Sentada em meu quarto, eu me sentia perdida por não ter as respostas que procurava. Feixes de pensamentos passavam rápido em minha mente. Não conseguia mais me concentrar nos barulhos externos, somente naqueles que ecoavam em minha mente, tão rápidos quanto flashes de luz. Eu não acompanhava, não sabia para qual caminho seguir naquele labirinto.

Algo martelava em minha cabeça e instigava meus músculos.

Rendendo-me àquela aflição, eu fechei meus olhos e apertei minha testa com força, numa vã tentativa de me manter concentrada. Era como se eu estivesse presa numa encruzilhada multidimensional. Eu precisava analisar a situação, mas claramente não estava em condições pra isso.

O quarto permanecia fechado e escuro, com as cortinas sobre a janela. Somente a fraca luz da luminária iluminava o aposento, incidindo-se sobre uma folha de papel rabiscada em cima da mesa. Ainda que inquieta, eu não fazia quase nenhum barulho, isso porque nós estávamos com visitas em casa e eu não queria ser notada. Minha mãe havia saído para trabalhar, mas meu pai e mais três de seus colegas estavam na casa, provavelmente reunidos, conversando na sala ou comendo seu churrasco na varanda. Se divertindo normalmente num dia de folga. Diferentemente de mim, que permanecia contorcida na cadeira, abraçando as próprias pernas, com a testa franzida e os olhos trêmulos. Agoniada com a situação que aparentemente só eu enxergava.

Então, em meio a um turbilhão estroboscópico de imagens, momentos e suposições, eu encarei o nada por alguns segundos e me decidi. Já era hora de tomar alguma iniciativa.

Aquilo era o melhor, pensei.

Mas a decisão ainda me remoía. Nos instantes seguintes, eu comecei a pensar em tudo minuciosamente. Teria que terminar antes que minha mãe chegasse. Ela não poderia ver aquele tipo de coisa.

E, conforme o plano ia se remontando em minha cabeça, meu corpo lentamente relaxava e minha mente começava a clarear.

Eu não queria que meus pais sofressem por mim. Então aquela certamente era a melhor escolha. Sim.

Já tendo recuperado totalmente o foco, me levantei séria e concentrada no objetivo. Passos confiantes, porém silenciosos. Minhas mãos tocaram na maçaneta fria e abriram a porta lentamente. Promovendo nenhuma expressão, saí do quarto em direção ao quintal. Passando pelo corredor, pude ver que o céu começava a clarear na medida em que meus passos ficavam para trás. O vento soprava uma brisa calma, esvoaçando meus cabelos de forma quase tétrica. Chegando ao umbral da varanda eu avistei um dos visitantes.

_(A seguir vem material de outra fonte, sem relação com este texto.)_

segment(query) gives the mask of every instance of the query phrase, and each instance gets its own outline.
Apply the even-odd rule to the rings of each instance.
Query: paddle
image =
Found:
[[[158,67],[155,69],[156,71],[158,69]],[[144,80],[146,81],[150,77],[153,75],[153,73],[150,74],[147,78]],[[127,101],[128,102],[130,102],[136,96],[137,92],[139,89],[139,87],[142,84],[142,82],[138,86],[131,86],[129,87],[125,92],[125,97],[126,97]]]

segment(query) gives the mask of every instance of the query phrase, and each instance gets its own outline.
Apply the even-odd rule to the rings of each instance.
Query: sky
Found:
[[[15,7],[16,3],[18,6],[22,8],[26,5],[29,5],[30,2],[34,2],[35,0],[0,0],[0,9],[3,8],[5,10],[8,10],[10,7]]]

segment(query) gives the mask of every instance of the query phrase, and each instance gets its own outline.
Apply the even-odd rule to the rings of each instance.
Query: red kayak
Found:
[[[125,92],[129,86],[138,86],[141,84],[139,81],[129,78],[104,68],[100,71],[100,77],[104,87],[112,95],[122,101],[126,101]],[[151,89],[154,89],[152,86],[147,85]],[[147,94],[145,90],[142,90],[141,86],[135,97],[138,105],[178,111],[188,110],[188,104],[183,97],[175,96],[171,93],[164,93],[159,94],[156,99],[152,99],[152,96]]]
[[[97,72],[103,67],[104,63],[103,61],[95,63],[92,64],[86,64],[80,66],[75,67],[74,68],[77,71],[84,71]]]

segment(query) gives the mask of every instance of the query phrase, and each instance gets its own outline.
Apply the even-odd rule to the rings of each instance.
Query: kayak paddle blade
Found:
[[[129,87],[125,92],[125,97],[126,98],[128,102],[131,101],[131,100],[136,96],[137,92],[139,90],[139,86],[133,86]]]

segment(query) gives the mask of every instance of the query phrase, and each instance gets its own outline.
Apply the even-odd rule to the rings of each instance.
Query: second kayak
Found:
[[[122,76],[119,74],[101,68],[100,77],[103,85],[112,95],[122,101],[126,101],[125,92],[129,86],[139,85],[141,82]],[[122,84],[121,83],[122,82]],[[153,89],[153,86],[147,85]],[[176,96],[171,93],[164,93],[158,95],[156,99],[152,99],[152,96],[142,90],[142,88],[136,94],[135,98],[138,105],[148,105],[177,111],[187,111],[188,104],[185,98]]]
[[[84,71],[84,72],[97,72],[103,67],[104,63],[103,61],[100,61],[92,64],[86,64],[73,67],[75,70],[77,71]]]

Ele estava sozinho, sentado numa cadeira de plástico, olhando para a churrasqueira e de costas para mim. Não havia me visto chegar.

Eu continuei caminhando calma e silenciosamente até ele. E, quando finalmente notou minha presença ao seu lado, eu já havia puxado a arma do coldre em sua cintura. Sendo colegas de trabalho de meu pai, ou seja, policiais como ele, eu sabia que estariam portando suas armas mesmo naquele dia.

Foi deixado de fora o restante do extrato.